Il PSD di Faro ha accusato il presidente del Comune, António Miguel Pina, di aver utilizzato la sessione solenne del Giorno del Comune per criticare la precedente amministrazione locale e per stabilire confronti politici che hanno accentuato le divisioni, quando la cerimonia avrebbe dovuto essere un momento di celebrazione e unione del comune. In un comunicato, i socialdemocratici contestano l'affermazione che l'attuale esecutivo abbia trovato un Comune senza progetti pianificati, sostenendo che lo stesso António Miguel Pina aveva difeso durante la campagna elettorale che esistevano progetti, studi e maquette preparati dalla precedente amministrazione.
Secondo il PSD, esiste una contraddizione tra il discorso elettorale dell'attuale presidente, che si è presentato come candidato del "fare" e del "saper fare", e gli annunci realizzati dall'esecutivo, che corrispondono, per il partito, a progetti e priorità precedentemente studiati o sottoposti al dibattito pubblico dalla gestione socialdemocratica. Carlos de Deus Pereira, presidente del PSD Faro, ha affermato che "il problema è aver vinto le elezioni criticando chi li ha preparati e poi cercare di appropriarsene senza eseguirli".
Tra gli esempi citati dal PSD si trovano l'Alameda XXI, la riqualificazione del Cais Novo e della waterfront, la marina, nuove attrezzature sportive, interventi nel parco scolastico e soluzioni nell'area culturale. Il partito sostiene che queste questioni facevano già parte delle priorità della precedente amministrazione e critica la presentazione di progetti con realizzazione prevista per il 2027 come risultati dell'anno in corso.

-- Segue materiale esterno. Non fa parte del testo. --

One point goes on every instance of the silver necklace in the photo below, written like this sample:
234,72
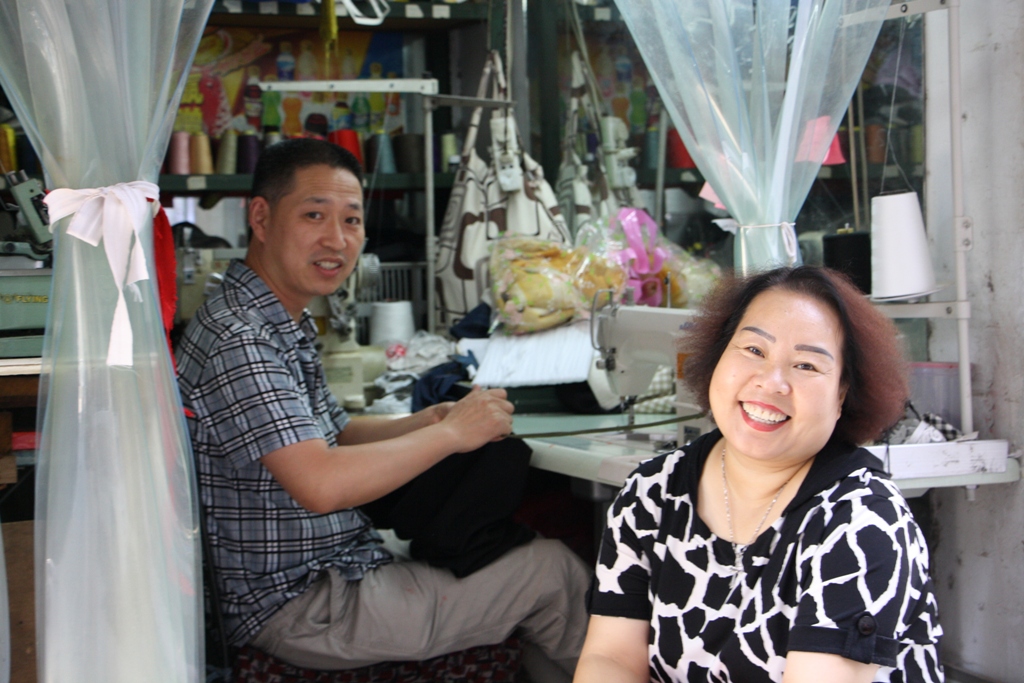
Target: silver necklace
738,548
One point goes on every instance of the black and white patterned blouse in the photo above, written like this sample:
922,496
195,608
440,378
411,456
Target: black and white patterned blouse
844,571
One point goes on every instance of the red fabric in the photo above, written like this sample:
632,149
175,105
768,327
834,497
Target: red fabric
167,271
24,440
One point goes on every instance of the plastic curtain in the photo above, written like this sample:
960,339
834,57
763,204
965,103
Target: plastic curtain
757,89
95,84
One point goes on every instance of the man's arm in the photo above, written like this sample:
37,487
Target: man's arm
323,478
366,429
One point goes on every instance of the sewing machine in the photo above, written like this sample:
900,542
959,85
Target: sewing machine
350,368
633,343
26,246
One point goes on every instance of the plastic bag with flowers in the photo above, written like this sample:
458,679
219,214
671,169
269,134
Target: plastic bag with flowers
656,268
538,285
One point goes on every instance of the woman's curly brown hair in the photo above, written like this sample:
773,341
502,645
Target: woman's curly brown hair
873,369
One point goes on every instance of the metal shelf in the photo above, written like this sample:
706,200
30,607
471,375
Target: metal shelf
242,183
466,11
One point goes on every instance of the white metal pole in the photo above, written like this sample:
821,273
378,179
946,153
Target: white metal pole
663,138
428,152
961,222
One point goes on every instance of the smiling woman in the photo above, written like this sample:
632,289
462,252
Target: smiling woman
772,549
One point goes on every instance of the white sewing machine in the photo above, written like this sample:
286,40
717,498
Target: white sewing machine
634,342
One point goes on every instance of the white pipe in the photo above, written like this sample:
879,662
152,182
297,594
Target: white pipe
663,138
960,249
428,167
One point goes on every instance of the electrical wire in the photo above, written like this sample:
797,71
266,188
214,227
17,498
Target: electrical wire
581,432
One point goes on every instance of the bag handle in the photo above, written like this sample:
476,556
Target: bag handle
492,70
380,7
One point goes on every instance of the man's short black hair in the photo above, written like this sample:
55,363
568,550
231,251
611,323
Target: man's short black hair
274,174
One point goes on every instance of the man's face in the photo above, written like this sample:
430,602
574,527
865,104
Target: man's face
311,238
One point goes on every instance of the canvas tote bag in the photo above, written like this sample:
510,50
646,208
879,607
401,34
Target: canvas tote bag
484,206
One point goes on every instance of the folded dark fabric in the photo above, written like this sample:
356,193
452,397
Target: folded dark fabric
458,514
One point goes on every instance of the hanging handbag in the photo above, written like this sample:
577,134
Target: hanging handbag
591,194
508,195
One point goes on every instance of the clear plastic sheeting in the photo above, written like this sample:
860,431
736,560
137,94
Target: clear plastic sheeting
95,85
757,89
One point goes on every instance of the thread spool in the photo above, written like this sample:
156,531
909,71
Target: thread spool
270,137
180,153
901,263
200,158
227,153
409,153
391,322
248,153
349,139
450,148
875,141
380,155
7,153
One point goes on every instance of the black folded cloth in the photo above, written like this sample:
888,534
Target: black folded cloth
458,514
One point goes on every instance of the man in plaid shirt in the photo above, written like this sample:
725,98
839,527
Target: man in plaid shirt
283,469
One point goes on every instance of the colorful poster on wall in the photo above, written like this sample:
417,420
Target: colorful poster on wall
622,76
222,90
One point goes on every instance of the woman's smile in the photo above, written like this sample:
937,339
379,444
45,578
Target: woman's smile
775,393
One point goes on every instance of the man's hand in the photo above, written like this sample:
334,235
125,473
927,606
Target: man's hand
376,456
480,417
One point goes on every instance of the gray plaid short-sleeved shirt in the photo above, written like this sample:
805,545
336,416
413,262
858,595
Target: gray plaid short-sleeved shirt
251,383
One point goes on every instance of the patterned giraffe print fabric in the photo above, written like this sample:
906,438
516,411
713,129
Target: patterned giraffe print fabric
844,570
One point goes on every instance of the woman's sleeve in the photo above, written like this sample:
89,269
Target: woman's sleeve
862,572
622,579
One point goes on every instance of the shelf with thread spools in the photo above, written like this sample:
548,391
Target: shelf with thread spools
401,16
241,183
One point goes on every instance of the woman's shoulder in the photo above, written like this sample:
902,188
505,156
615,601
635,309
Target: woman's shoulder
679,465
863,498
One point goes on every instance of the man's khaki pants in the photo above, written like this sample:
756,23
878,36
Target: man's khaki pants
413,611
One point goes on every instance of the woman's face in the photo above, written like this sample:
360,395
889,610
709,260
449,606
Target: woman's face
775,392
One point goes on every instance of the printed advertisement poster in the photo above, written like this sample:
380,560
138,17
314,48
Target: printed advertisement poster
222,89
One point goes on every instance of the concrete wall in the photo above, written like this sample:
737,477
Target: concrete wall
979,559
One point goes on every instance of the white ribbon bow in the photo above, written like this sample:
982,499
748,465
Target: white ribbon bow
115,214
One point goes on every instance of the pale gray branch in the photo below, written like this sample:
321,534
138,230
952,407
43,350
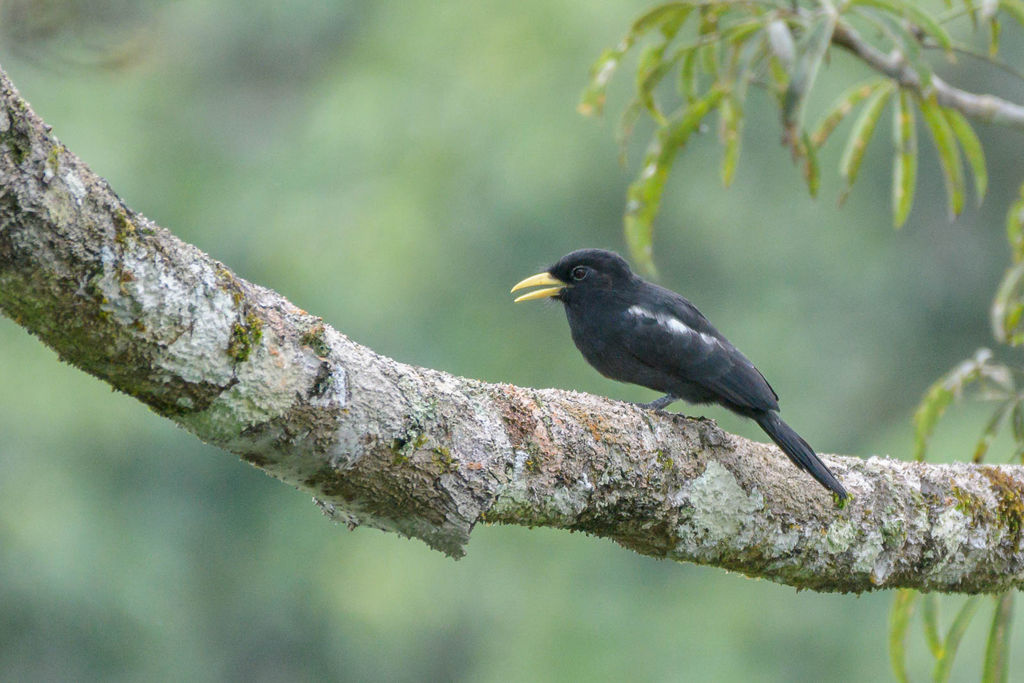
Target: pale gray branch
429,455
981,107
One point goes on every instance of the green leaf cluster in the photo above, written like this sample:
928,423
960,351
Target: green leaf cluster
701,56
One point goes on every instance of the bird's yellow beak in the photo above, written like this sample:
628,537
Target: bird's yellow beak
537,281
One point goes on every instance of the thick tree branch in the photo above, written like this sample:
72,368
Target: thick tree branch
429,455
981,107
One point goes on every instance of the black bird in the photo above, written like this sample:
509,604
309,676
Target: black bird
633,331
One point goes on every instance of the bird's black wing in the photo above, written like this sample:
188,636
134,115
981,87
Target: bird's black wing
667,333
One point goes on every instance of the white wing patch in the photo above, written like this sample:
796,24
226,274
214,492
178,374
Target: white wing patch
671,323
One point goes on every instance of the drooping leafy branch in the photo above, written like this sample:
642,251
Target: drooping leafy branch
715,50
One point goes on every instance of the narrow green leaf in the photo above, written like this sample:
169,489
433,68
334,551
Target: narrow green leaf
644,195
863,128
812,171
592,102
709,58
671,13
942,393
669,17
738,33
945,145
994,29
991,429
899,619
905,159
650,71
944,664
1017,420
781,43
972,150
805,72
842,107
914,14
1015,8
930,615
731,118
689,76
627,122
1008,307
972,9
996,668
1015,226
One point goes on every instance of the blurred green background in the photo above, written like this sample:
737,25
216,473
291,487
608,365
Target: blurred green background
395,167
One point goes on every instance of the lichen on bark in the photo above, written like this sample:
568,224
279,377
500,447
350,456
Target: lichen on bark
428,455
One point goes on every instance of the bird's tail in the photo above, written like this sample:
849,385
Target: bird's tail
799,451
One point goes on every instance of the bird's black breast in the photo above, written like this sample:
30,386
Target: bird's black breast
655,338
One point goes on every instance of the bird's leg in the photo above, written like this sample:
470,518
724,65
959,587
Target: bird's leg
660,403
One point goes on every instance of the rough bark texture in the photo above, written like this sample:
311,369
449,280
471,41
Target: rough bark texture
429,455
981,107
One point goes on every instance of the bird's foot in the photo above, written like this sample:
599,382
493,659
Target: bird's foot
659,403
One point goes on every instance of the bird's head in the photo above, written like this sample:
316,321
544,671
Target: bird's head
577,274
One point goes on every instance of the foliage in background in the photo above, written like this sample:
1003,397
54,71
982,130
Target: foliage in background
372,161
715,51
780,46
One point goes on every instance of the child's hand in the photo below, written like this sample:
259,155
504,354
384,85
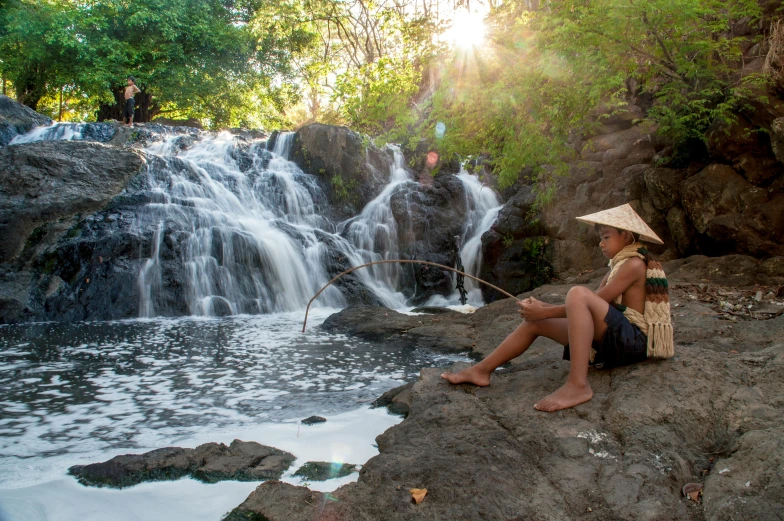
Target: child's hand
531,309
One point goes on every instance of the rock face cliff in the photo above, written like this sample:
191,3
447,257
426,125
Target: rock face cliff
108,222
17,119
710,415
731,201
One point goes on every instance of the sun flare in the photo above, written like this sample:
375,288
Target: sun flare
467,30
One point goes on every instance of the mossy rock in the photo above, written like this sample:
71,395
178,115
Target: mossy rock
324,470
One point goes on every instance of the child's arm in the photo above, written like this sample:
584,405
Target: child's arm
631,271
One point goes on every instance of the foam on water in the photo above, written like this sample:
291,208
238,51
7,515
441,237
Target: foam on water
80,393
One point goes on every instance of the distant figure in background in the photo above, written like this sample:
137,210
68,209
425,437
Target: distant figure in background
130,90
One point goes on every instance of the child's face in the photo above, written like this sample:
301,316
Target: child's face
611,241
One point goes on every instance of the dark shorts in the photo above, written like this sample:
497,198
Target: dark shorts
128,111
623,343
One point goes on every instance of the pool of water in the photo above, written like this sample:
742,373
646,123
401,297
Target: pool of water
85,392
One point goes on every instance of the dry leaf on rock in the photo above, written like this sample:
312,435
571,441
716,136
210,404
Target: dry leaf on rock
418,494
692,491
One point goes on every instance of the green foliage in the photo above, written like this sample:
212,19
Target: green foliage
346,191
220,61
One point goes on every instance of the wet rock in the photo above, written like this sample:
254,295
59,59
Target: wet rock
210,463
664,186
352,169
50,258
190,122
445,332
732,214
295,503
428,217
397,400
46,181
312,420
324,470
16,119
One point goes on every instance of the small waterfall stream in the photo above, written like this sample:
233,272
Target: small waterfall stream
247,227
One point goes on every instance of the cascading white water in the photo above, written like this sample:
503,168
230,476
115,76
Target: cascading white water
53,132
373,236
482,206
242,227
254,243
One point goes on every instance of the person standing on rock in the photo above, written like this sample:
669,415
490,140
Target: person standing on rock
625,321
128,109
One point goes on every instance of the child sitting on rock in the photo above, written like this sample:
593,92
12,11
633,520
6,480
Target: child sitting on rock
625,321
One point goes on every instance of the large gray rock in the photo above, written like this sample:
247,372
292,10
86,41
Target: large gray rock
210,463
47,181
485,453
428,217
711,414
352,169
16,119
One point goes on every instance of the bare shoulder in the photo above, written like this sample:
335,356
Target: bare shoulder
634,267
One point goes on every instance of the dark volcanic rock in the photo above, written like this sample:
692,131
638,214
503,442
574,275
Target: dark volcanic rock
352,169
324,470
312,420
16,119
46,181
210,463
711,414
442,332
514,249
732,214
429,217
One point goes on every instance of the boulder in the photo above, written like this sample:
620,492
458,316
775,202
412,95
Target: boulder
777,138
16,119
324,470
710,414
44,182
732,214
664,187
353,170
513,250
210,463
428,217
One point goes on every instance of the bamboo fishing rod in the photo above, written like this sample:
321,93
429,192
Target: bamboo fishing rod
401,261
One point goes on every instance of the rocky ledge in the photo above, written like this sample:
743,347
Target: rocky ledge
711,415
210,463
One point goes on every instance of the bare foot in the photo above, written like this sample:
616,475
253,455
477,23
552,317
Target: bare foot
470,375
567,396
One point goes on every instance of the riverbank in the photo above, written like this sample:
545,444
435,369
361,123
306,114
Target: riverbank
711,415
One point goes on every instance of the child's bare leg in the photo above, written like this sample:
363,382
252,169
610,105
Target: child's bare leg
585,313
513,346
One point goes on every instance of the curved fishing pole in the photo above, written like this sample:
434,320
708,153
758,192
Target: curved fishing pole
401,261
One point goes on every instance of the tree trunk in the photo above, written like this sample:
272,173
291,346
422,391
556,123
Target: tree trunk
31,86
145,108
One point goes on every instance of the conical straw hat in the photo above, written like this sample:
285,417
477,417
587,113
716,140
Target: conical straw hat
625,218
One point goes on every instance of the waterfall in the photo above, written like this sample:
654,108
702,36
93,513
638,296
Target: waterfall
254,240
483,207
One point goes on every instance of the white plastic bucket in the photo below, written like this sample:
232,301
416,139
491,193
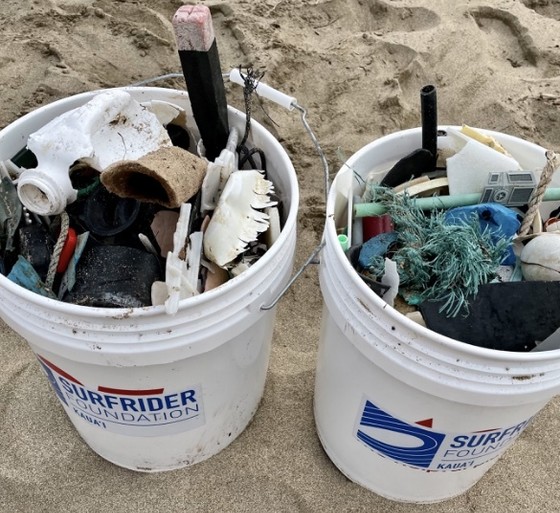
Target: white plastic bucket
146,390
408,413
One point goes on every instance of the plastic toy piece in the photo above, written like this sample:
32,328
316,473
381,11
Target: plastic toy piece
439,202
238,219
513,189
110,127
468,169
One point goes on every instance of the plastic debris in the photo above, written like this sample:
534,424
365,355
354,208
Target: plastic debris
218,173
25,275
540,258
238,219
500,317
114,277
112,126
467,170
10,215
500,222
167,176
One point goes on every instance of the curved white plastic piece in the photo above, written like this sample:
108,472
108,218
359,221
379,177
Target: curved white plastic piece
112,126
218,173
264,90
238,219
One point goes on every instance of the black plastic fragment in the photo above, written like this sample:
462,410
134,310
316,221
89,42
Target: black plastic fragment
510,316
36,246
412,166
114,277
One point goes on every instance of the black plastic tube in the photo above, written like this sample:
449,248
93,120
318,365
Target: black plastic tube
428,102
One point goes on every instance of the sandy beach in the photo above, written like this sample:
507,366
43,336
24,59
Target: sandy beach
357,67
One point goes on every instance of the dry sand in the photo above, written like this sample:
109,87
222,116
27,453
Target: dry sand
357,66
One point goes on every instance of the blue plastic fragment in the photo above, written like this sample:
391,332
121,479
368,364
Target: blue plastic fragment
500,221
376,246
24,274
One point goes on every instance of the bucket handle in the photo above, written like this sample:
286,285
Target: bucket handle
289,103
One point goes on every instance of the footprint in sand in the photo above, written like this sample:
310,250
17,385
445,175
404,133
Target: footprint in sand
378,16
509,39
548,8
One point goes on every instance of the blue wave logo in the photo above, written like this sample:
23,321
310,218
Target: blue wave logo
395,439
53,382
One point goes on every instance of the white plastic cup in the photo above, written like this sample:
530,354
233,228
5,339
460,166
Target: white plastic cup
146,390
407,413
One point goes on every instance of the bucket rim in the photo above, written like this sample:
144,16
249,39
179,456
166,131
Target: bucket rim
330,236
195,301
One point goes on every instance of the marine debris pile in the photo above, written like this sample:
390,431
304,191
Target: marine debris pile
112,204
462,235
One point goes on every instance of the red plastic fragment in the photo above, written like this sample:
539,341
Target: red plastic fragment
67,250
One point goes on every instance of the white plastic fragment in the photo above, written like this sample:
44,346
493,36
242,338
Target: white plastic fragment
194,254
237,219
179,281
166,112
218,173
274,227
467,170
112,126
392,280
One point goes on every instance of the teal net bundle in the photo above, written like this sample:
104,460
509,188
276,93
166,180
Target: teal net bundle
436,260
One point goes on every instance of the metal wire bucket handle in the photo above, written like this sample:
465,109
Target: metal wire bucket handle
289,103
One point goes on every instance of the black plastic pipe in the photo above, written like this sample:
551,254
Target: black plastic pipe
428,103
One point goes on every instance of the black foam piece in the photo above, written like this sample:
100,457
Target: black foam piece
511,316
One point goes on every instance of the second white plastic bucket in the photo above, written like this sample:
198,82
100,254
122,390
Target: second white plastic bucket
147,390
408,413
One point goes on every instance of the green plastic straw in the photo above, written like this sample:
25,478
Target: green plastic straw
438,202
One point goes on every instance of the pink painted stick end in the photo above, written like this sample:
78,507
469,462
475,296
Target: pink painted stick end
193,28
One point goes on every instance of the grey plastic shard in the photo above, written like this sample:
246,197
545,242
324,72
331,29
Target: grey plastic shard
10,213
238,219
112,126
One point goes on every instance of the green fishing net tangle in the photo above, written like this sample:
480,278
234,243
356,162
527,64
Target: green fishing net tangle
437,261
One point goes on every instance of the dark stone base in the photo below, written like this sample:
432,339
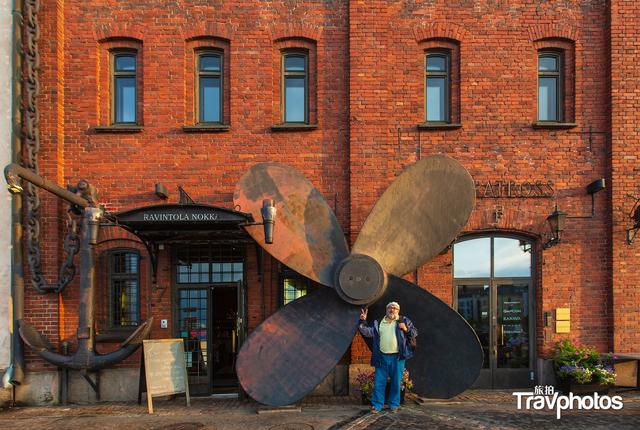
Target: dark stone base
583,389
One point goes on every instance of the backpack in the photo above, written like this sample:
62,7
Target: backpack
411,339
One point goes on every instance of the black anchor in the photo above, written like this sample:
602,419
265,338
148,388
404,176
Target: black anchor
85,358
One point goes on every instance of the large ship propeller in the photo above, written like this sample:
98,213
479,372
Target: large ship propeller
417,217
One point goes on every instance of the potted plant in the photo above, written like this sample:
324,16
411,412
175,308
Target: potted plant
365,381
582,370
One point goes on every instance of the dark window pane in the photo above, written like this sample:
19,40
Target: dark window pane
124,288
125,99
472,258
293,289
510,258
548,64
548,99
125,63
473,305
513,326
436,110
294,100
210,63
294,64
210,99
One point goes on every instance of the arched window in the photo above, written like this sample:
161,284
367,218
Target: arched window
493,292
124,282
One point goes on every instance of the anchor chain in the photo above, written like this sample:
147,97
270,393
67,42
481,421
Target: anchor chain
31,117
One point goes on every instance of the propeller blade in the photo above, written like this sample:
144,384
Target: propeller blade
290,353
418,216
448,357
307,236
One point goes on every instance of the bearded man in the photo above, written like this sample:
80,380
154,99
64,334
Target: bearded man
390,350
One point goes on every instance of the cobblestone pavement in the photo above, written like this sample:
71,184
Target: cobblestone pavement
477,409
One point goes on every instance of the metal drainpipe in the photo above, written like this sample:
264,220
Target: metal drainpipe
15,372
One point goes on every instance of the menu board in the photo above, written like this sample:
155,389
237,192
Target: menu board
164,369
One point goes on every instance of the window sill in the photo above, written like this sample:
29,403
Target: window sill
134,128
553,125
116,334
293,127
203,128
439,126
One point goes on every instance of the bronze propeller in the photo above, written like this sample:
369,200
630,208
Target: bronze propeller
418,216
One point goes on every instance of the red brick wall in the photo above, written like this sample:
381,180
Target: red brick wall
498,102
125,166
369,89
625,135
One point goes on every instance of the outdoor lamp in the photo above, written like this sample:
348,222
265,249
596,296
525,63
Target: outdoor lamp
13,181
556,223
268,212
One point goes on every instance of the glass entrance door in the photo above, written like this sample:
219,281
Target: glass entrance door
511,330
211,302
224,338
492,292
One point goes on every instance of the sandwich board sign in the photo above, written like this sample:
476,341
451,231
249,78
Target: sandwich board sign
165,372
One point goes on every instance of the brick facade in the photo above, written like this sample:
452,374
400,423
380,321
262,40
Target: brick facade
367,91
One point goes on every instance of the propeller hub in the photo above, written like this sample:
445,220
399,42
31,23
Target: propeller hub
360,279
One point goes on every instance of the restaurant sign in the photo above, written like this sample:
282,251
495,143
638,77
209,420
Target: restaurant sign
180,214
513,189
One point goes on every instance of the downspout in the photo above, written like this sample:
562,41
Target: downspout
15,373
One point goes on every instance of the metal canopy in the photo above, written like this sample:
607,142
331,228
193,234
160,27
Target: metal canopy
171,223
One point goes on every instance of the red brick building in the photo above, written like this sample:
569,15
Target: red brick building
536,99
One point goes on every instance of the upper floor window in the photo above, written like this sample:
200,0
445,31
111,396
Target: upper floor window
124,88
210,81
124,281
293,286
549,86
295,87
438,86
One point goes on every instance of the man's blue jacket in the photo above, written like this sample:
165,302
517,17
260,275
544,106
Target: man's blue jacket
373,331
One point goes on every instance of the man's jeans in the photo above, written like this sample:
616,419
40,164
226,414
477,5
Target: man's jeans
391,368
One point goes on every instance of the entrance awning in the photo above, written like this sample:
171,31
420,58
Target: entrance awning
172,223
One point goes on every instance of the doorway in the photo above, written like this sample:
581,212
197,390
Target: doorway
493,292
210,316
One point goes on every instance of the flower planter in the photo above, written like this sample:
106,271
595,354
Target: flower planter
366,397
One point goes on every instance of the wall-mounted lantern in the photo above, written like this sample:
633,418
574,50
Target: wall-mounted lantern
557,219
635,217
268,213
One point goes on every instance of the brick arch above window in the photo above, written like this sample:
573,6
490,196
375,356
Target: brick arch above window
553,31
213,30
107,47
566,50
281,32
308,47
107,32
193,48
451,49
439,30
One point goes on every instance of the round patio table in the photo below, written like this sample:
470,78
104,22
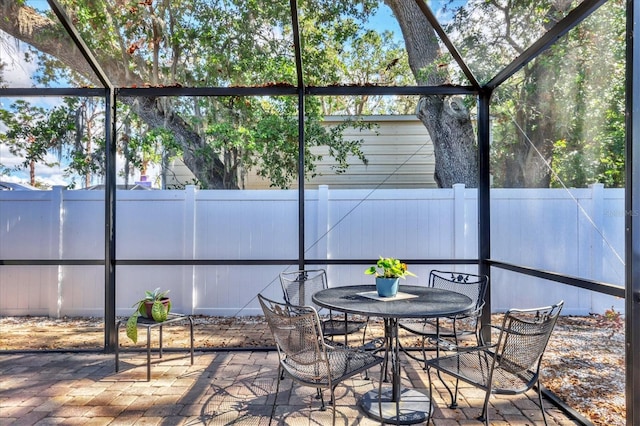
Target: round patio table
399,406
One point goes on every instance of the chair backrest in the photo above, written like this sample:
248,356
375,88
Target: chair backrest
299,286
296,331
524,336
473,286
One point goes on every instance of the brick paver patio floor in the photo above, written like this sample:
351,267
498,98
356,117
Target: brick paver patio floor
221,388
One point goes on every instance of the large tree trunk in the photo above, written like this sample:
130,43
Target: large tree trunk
26,24
446,118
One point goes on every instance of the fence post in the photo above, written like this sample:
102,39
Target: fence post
323,222
459,245
57,235
189,249
597,217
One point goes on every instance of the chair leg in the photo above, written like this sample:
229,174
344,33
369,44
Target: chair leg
484,416
430,395
544,416
275,398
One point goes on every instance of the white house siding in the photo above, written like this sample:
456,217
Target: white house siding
399,153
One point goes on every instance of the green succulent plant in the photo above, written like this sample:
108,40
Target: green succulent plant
389,267
159,311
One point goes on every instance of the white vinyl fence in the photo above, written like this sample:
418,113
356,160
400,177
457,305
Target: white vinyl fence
578,232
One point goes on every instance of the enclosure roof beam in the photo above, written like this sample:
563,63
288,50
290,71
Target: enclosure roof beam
79,42
573,18
447,42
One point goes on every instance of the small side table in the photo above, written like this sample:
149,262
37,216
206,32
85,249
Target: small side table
149,324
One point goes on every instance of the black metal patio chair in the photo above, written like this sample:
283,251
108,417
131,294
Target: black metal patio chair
509,367
304,355
446,333
299,286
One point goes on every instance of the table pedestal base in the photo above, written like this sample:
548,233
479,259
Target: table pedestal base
414,407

Il PSD ha inoltre dedicato critiche alla promessa comunale di costruzione di 1.000 abitazioni, considerando che la soluzione presentata si basa essenzialmente su immobili destinati alla vendita, invece di creare un parco pubblico di edilizia abitativa accessibile. Nella prospettiva dei socialdemocratici, questa orientamento potrebbe non rispondere alle esigenze delle famiglie con redditi più bassi, classificandola come un errore di politica pubblica.